Obviously, I missing something regarding data translation; a flag specifying
binary or some such. Any ideas?

Thanks,

-Rob


private void test()
{
FileStream os = new FileStream(fn, FileMode.Create);
BinaryWriter wr = new BinaryWriter(os);

int size = 10*1024;
int offset = 0;
byte[] buffer = new byte[size];
long res = size;
long sum = 0;
while(true)
{
res = reader.GetBytes(photoord, offset, buffer, 0, size);
if(res == 0) break;

wr.Write(buffer, 0, (int) res);
offset += size;
}
wr.Close();
}
 
G

Guest

I've been reading everything I can find on the web to answer this question
but nothing suggests that the data should be anything but unaltered binary.

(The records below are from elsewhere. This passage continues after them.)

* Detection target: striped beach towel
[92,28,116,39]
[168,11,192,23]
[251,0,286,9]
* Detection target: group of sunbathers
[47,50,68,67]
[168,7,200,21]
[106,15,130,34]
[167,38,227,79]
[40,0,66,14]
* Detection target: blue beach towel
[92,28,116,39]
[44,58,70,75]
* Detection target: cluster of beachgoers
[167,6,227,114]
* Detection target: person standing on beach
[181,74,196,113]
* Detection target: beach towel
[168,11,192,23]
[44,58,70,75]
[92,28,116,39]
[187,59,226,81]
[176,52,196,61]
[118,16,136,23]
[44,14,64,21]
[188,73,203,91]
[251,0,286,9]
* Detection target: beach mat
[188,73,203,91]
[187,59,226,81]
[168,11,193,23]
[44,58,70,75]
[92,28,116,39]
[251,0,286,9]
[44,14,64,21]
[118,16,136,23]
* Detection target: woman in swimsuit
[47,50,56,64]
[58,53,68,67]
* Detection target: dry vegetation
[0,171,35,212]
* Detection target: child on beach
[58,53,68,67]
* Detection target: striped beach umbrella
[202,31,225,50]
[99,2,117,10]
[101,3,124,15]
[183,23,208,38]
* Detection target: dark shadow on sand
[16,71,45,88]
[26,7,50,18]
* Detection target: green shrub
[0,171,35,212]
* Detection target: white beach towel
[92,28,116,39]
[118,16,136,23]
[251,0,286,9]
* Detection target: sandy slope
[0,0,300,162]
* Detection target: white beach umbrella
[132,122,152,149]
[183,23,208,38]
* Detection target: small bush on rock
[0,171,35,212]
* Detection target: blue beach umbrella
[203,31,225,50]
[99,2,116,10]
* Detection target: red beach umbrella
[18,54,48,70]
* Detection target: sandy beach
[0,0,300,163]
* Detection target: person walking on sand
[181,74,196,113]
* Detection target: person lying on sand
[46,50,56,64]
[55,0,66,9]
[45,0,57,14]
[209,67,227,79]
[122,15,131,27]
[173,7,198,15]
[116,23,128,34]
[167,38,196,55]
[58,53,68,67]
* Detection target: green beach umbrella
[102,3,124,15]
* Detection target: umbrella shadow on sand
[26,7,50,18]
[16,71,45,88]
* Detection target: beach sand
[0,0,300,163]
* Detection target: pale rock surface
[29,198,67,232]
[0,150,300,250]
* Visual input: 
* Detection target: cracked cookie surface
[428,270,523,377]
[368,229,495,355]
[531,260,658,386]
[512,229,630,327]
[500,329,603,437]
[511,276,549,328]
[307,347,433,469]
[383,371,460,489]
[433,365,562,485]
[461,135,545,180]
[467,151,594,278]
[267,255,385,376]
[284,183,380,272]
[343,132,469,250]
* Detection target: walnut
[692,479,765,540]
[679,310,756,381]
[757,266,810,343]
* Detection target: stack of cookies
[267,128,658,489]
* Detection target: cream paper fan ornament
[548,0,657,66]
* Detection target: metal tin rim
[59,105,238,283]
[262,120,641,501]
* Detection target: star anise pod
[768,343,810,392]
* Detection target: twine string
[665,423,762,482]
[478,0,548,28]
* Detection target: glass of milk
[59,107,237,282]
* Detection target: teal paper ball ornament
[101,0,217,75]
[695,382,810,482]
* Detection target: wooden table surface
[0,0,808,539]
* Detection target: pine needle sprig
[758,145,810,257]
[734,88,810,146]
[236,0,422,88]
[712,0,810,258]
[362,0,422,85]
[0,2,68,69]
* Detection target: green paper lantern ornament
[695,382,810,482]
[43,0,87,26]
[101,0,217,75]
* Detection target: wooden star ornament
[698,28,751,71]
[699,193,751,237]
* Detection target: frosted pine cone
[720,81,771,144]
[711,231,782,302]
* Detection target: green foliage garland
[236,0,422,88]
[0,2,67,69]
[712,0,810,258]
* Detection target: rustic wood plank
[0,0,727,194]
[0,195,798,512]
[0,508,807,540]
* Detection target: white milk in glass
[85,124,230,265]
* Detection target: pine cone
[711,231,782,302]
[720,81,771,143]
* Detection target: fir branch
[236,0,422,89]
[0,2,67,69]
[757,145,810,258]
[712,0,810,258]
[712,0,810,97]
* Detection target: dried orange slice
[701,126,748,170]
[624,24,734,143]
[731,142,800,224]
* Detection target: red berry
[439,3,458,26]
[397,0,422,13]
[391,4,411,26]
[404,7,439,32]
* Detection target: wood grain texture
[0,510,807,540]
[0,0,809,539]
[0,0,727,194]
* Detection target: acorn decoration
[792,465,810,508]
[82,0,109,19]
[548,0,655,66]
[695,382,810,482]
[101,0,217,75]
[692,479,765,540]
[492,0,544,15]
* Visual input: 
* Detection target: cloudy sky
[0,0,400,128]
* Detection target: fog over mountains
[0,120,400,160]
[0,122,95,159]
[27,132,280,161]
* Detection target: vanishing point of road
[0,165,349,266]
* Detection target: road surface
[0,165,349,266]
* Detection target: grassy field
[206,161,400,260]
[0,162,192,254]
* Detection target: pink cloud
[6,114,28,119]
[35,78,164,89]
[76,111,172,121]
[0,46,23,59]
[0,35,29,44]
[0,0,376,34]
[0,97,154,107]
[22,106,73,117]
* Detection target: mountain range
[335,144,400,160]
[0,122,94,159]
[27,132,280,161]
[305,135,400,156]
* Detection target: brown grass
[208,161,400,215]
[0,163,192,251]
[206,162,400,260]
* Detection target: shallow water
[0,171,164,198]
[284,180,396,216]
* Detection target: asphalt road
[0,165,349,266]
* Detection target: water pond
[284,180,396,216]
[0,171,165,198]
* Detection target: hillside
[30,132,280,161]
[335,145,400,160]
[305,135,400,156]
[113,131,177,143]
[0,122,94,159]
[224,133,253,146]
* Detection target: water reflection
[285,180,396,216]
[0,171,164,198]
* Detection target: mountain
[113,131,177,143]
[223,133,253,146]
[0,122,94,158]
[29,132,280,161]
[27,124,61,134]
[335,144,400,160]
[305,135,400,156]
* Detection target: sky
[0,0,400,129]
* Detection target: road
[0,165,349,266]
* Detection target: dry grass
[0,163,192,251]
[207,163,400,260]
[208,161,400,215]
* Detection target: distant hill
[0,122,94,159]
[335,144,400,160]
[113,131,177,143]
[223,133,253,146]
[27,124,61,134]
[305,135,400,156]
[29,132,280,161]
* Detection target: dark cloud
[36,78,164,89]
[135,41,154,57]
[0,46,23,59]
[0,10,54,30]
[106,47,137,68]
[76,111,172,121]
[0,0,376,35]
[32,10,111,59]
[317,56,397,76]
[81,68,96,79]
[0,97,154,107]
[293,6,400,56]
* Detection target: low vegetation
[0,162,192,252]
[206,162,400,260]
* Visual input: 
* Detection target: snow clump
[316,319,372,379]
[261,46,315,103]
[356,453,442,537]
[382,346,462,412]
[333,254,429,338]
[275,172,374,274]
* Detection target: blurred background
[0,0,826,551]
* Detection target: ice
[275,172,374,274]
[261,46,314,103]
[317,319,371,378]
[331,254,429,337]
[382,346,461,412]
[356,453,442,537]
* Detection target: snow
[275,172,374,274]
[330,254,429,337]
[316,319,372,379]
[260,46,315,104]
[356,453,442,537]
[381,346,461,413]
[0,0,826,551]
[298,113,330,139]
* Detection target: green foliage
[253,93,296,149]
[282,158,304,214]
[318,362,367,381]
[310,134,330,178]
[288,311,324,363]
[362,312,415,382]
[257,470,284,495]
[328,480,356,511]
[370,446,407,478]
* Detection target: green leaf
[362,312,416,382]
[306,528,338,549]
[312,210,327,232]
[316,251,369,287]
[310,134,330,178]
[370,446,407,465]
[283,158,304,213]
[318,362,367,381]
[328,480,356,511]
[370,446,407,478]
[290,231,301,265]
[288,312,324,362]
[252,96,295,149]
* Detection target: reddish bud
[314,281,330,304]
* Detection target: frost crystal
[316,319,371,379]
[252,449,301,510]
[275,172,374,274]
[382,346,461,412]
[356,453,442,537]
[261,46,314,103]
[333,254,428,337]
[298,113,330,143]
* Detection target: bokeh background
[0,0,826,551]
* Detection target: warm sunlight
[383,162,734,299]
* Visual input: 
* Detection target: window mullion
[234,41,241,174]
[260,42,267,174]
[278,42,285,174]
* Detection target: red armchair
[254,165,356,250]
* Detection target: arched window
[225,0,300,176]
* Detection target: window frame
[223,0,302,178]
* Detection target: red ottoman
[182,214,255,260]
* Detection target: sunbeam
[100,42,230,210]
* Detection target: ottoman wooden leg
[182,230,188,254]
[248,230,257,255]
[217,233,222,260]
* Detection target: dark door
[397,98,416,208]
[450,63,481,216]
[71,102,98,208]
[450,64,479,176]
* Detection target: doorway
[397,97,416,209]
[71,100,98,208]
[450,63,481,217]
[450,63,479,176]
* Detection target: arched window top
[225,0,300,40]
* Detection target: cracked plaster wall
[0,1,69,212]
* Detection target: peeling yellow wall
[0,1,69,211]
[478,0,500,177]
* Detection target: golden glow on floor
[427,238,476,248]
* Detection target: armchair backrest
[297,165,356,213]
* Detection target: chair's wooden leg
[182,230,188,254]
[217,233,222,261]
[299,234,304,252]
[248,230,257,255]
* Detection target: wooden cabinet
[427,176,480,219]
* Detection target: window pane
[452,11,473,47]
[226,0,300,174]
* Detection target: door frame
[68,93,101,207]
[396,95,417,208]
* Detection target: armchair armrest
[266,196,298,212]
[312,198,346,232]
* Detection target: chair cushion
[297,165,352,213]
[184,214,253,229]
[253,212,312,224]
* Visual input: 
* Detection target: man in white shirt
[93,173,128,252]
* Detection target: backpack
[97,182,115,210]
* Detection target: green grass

Since Unicode mappings are not one-to-one I can't just reverse the process;
I need to prevent the remapping from occuring in the first place.

If anyone has any ideas, please let me know.

Thanks,

-Rob
 
G

Guest

I decided to, again, review the MS Access DAO code that uses this same
database and ensure, via the documentation, that the functions used to store
and retrieve the data did not do anything unusual. According to the docs,
they don't.

The code does use strings but the docs are very specific that strings use
8-bit representations. And, since the data read is 8-bit and the data
written is 8-bit, I had no reason to question this.

But, since I'm running out of options, I decided to verify this for myself.
Using a hex editor, I found an image in the database and found that the data
is stored as 16-bit entities.

Thus, I am getting back the unaltered binary data and it is Access that
munges the data when added/retrieved from the database.

Does anyone know what mapping Access uses? It doesn't appear to be plain
Unicode as I've tried using the Encoding class to map from Unicode to UTF8 (I
even tried byte swapping the data first) (I can't use the ASCII converter as
it limits the result to 7-bits). My best guess is that it uses a Window's
codepage but I'm not sure how to work with that encoding in C#.